Nick Thumm

Personal information
- Born: 19 October 2004 (age 21)

Sport
- Sport: Athletics
- Event: Javelin throw
- Club: VfB Stuttgart

Achievements and titles
- Personal bests: Javelin: 83.76 (Birmingham, 2026)

Medal record
Men's athletics
Representing Germany
European Championships
| Silver medal – second place | 2026 Birmingham | Javelin throw |
European U23 Championships
| Silver medal – second place | 2025 Bergen | Javelin throw |
Summer World University Games
| Silver medal – second place | 2025 Bochum | Javelin throw |
European Throwing Cup
| Gold medal – first place | 2026 Nicosia | Javelin throw |
| Gold medal – first place | 2025 Nicosia | U23 Javelin throw |

= Nick Thumm =

German javelin thrower (born 2004)

Nick Thumm (born 19 October 2004) is a German javelin thrower. He was a silver medalist on his major championship debut representing Germany at the 2026 European Championships in England, where he threw a personal best 83.76 metres.

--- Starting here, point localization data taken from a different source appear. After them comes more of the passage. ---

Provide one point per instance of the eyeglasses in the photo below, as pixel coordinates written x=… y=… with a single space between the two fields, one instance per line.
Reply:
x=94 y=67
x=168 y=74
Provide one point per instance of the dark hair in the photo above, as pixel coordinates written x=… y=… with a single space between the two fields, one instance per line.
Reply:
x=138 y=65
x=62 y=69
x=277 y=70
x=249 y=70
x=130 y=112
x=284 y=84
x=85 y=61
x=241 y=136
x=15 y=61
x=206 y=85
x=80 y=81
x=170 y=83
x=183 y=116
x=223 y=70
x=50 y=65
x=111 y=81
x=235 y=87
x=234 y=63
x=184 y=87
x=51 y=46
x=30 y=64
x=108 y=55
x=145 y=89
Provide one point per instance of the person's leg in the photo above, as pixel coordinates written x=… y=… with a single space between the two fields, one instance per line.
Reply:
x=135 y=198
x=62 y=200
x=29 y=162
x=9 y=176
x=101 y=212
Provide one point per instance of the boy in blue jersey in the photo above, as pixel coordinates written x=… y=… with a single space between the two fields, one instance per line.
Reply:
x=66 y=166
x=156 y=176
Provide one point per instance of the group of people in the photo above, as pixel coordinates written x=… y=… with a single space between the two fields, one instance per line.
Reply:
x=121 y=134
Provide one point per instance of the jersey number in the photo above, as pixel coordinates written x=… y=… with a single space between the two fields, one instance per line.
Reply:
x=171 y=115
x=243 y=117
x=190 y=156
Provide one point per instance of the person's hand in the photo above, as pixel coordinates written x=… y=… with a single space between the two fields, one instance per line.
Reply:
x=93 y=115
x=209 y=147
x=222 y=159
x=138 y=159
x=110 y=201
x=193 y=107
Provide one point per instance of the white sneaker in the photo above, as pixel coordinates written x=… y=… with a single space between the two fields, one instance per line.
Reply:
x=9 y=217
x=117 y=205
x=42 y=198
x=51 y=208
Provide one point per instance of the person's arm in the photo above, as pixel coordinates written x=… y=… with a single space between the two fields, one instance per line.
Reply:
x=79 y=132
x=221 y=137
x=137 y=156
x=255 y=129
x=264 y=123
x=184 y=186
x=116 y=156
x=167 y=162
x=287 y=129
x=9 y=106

In 2025, he was also a silver medalist at the European U23 Championships and the World University Games.

==Biography==
Thumm won the gold medal in the Under 23 javelin at the 2025 European Throwing Cup in Nicosia in March 2025, with a throw of 77.09 metres. Thumm won the silver medal at the 2025 European Athletics U23 Championships in Bergen, Norway with a personal best javelin throw of 80.74 metres.

Thumm was the silver medalist behind Simon Wieland in the javelin throw at the 2025 Summer World University Games in Bochum, Germany, with a throw of 77.91 metres.

In February 2026, Thumm won the senior German Outdoor Throwing Championships with a personal best 82.03 metres throw. The following month, he won the javelin throw at the 2026 European Throwing Cup in Nicolas, Cyprus, where he threw over 80 metres a number of times with a best throw of 81.05 metres to finish ahead of Wieland. On 15 August, Thumm threw a personal best of 83.76 metres to win the silver medal on his major championships debut at the 2026 European Athletics Championships in Birmingham, England. He had been leading the competition prior to a championship record throw over 90 metres by his compatriot Julian Weber in the final round.

==Personal life==
From Stuttgart, he studied at the IU International University. He is coached by his father, Karsten Thumm.